In-flight telecommunications company

Tenzing Communications of Seattle was founded in 1999 by David Coe a small group of private investors and Simon "Symonty" Gresham. Initial funding the key software developed by Symonty. Further development funding was raised from private equity sources and in 2001 Airbus, Cathay Pacific and Rockwell Collins became shareholders. The firm had intended to launch in-flight data services, including text messaging, instant messaging, and email using broadband satellite receivers using Inmarsat's fourth-generation satellite system. However, the satellites were not launched until March 2005 (I4 F1), November 2005 (I4 F2) and planned April 2008 for the final Pacific Ocean Region, I4 F3.

The first installation and email transmission was on an Air Canada 767 on August 26, 2000.

In 2001, after the September 11 attacks in New York, the FAA would not allow travelers to carry bags or laptops in the passenger cabin, this derailed the company and it followed up by laying off 90% of its workforce.

In the interim, Tenzing deployed a very-low-bandwidth system in partnership with Verizon AirFone's radiotelephone network.

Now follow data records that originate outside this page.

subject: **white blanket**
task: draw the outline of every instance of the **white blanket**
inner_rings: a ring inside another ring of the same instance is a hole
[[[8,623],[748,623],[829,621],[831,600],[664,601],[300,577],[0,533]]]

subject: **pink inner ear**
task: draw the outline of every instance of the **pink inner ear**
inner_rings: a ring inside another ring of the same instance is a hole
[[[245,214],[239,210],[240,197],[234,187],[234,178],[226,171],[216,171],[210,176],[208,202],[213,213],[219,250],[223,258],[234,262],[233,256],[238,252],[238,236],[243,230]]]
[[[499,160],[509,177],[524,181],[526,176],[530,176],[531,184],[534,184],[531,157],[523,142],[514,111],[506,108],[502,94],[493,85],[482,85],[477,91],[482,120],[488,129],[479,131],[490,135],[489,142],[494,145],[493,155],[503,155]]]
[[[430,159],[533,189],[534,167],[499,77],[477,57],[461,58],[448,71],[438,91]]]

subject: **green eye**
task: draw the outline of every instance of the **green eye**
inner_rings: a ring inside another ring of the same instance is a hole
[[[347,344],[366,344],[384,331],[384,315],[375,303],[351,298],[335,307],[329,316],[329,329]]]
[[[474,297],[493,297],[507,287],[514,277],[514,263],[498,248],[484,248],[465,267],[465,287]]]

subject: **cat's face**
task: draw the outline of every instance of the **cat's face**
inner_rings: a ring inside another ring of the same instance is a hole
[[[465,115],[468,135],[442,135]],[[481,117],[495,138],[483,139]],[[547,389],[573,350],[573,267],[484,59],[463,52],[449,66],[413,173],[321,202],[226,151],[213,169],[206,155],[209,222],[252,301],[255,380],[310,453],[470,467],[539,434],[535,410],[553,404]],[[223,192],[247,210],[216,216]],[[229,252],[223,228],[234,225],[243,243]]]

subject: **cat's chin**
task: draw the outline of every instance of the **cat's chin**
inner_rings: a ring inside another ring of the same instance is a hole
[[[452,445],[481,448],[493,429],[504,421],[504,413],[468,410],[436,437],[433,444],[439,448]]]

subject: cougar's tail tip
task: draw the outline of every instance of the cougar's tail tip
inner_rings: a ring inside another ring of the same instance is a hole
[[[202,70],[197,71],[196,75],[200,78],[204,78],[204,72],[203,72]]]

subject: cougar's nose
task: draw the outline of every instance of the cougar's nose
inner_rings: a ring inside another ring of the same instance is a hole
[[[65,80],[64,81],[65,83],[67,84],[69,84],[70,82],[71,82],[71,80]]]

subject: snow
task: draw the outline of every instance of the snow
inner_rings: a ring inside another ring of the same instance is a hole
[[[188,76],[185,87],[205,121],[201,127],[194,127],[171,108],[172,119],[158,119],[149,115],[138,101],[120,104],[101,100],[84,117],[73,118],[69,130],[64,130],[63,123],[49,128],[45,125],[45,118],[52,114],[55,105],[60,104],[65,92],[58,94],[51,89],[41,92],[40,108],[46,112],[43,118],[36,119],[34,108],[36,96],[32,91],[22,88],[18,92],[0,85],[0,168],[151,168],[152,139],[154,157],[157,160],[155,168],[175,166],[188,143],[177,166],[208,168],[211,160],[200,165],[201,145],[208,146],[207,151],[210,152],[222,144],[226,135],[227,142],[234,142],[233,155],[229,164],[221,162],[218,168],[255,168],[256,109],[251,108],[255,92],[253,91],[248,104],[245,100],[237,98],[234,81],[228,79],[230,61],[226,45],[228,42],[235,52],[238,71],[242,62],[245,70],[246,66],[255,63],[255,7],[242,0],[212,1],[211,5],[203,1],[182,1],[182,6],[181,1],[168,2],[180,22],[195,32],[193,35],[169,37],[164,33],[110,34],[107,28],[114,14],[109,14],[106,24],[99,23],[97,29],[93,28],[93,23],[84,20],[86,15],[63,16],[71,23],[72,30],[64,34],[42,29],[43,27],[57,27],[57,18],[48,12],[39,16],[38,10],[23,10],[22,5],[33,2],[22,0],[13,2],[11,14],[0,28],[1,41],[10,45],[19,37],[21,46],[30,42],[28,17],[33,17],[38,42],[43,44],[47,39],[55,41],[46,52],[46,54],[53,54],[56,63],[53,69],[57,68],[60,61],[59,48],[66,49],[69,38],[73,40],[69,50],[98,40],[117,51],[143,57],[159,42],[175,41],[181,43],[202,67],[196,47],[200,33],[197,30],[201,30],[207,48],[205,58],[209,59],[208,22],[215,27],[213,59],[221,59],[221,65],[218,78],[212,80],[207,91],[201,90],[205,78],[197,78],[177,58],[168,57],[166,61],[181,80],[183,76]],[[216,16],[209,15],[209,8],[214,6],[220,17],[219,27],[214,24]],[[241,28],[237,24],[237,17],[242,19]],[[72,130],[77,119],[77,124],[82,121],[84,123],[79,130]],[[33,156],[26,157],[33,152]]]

This system was in commercial operation on United Airlines and a few other U.S. carriers for more than a year before being discontinued.

In 2004, Tenzing merged its operations into a new company, OnAir, formed with SITA and Airbus. OnAir originally intended to introduce broadband and in-flight cell services in 2005, but further delays in Inmarsat's satellite launches and other factors put inflight trials back until early 2008 and first announced customer launch on Kingfisher Airlines mid-2009.